Originally Posted by Madder King
The silk expert that I refer to is an ex girlfriend. I met up with her recently to discuss this specific issue over a quick coffee. She has a PhD in textiles specialising in silk. In addition, she has over 10 years experience in the field of silk printing and design. She currently works as a silk design consultant for a famous english brand. She handled my silk tie and picked up on things that I had not noticed.
First, there was slight (not very noticeable) colour disparity in the length of the silk. The tone of red is not even throughout. This is indicative of the end of a roll.
Secondly, if it were hand blocked, there would be many imperfections readily identifiable in the design and printing of the paisley - This is part of the old world charm of hand blocked silk. There would also be colour spill over. The printing is just to neat and precise for it to be hand blocked. The white marks around the paisley is indicative of the incorrect alignment and pressure being applied during the hand screen printing process.

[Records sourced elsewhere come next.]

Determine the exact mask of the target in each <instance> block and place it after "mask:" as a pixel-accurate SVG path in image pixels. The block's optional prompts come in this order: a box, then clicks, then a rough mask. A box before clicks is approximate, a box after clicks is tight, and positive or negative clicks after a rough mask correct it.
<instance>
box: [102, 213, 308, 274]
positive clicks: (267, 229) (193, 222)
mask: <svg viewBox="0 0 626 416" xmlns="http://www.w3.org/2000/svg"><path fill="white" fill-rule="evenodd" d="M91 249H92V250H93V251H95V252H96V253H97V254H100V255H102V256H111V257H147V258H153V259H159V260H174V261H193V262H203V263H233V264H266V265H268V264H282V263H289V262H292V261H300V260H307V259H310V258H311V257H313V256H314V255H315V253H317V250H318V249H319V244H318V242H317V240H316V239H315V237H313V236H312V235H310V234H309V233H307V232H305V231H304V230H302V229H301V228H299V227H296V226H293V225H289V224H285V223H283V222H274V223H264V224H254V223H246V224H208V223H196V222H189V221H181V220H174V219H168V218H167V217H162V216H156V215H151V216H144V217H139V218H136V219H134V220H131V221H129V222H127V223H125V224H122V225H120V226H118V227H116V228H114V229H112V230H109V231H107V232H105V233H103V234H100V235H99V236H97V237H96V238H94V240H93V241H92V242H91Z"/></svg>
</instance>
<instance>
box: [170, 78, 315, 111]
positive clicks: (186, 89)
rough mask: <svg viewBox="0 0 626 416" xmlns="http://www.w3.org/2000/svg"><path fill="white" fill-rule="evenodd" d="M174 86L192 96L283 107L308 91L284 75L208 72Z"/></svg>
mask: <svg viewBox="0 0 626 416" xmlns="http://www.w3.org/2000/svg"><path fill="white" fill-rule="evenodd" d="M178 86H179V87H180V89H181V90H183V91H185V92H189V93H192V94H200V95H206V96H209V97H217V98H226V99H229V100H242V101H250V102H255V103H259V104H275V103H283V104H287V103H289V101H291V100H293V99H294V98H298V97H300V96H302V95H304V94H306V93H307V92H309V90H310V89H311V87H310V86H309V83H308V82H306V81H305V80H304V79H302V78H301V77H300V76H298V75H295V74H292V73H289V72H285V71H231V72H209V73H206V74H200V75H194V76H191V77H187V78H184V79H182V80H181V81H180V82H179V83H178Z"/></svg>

Third, the tie is a seven fold in just two pieces of silk. This means that the construction of the tie is made with a lot of silk. However, she pointed out that the silk does not contain any registration marks whatsoever. This is where the wooden block pins penetrate the silk to keep pattern alignment. She searched much to the amusement of other diners.
Fourth, she pointed out that the dyes used in the silk are colour fast and modern. The blue dye used in the paisley is a dead give away. Madder dye's used in the 1950's were polar opposite to the ones used today. They looked very different. They had a certain natural fuzzy glow and warmth and looked very organic.
Fifth, real english ancient madder is unmistakable. It has a very dusty appearance - as if someone left it in the attic for 50 years and it is covered in dust. She pointed out that my modern PC english screen printed madder has no dustiness whatsoever. Modern madder is not real ancient madder - it is a modern day compromise.
Sixth, the grade of silk used in my tie is very different and cleaner to what was available in the 1950's. Modern silk is boiled to remove residue at very high pressure. The sophisticated equipment used to achieve this cleaner appearance and feel was not available in the 50's.
She has no reason to mislead me and I trust her professional and qualified judgment. I just want to add that the tie is very well made. The 7 fold construction is beautiful. However, the silk is a modern screen printed madder and not vintage 1950's silk. I paid a huge premium for what I thought was 1950s vintage. Yes, I am upset because I wanted something extremely rare and commissioned the seven fold tie because I was told the silk was from the 1950's. Had I known that it is a modern screen printed madder I would have only commissioned a three fold tie.